The Cost of Psoriasis Therapies: Considerations for Therapy Selection

Daniel J. Pearce; Crystal G. Thomas; Alan B. Fleischer, Jr.; Steven R. Feldman


Dermatology Nursing. 2004;16(5) 

In This Article


There are an abundance of topical agents available for treating psoriasis which, in some ways, may complicate treatment decisions. Among other factors, cost should be considered when making treatment decisions, particularly when choosing among topical corticosteroids. Although there was a direct relationship between price and increasing potency class, there was considerable variation in the prices within a given class. This allowed for some overlap in the highest price of one medication in a class and the lowest price of a medication in a higher-potency class. Noncorticosteroids, while having a lower side-effect profile with regards to atrophy, pigmentation alteration, etc., were associated with a higher cost compared to other topicals. In many cases larger quantities may be available and may represent cost savings when compared to smaller quantities of the same medication. As expected, generic corticosteroids were the most inexpensive prescription medications.
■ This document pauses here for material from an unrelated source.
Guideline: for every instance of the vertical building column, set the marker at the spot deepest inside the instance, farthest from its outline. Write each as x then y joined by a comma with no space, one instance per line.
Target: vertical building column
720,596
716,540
Systemic and phototherapies were associated with higher costs but may be more efficacious than topicals for moderate-to-severe plaque psoriasis. Obviously, these treatments are reserved for those with increasing physical and psychological effects from their psoriasis. In such patients, these therapies are justified. It is difficult to determine which of the systemic treatments for generalized psoriasis are most cost effective as there are monitoring costs (laboratory and office visits) and the costs of potential complications to consider.

The expense associated with biologic therapies is higher than traditional treatments, with average annual costs per patient approximately $12,000 to $20,000 for treatment with these agents. Although insurance reimbursement rates vary among companies, most will reimburse medications at or slightly below their AWP (Craze & Young, 2003). There are almost always pre-approval procedures that must be followed to insure appropriate reimbursement. Despite the expense of these treatments, they may provide a cost-effective treatment for long-term management of moderate-to-severe patients who are candidates for systemic therapy.

There are many implications for successful treatment that arise from out-of-pocket expenses to the patient. Obviously poor adherence with therapy due to expense limits a medication's utility. Patients with limited financial resources are known to prioritize medications and purchase the ones they feel are most important in a given month (Balkrishnan, Byerly, Camacho, Shrestha, & Anderson, 2001). Also, the prescribed dosing regimen may be altered in an attempt to make a medication last longer. A lack of concern for patient cost could also undermine the physician-patient relationship and further complicate care. Additionally, a recent study positively correlated patients' willingness to pay for medication with their current quality of life (QoL) (Schiffner et al., 2003). With this information on hand, a clinician may be better able to counsel patients regarding potential costs and better assess the QoL of a costly therapy.

There are inherent difficulties in reporting cost information with regards to medications. We report here only gross approximates of cost in the form of the AWP. A more accurate market price may be reflected in the online pricing as this a direct consumer cost. These figures likely differ from the cost that a patient may experience as there is considerable variation in distribution/pharmacy charges and supplemental insurance among patients. In fact, this complexity partly explains the lack of cost as a factor in decision making among many clinicians. Hopefully, the information summarized here will facilitate the consideration of cost when selecting among the many treatments available for psoriasis.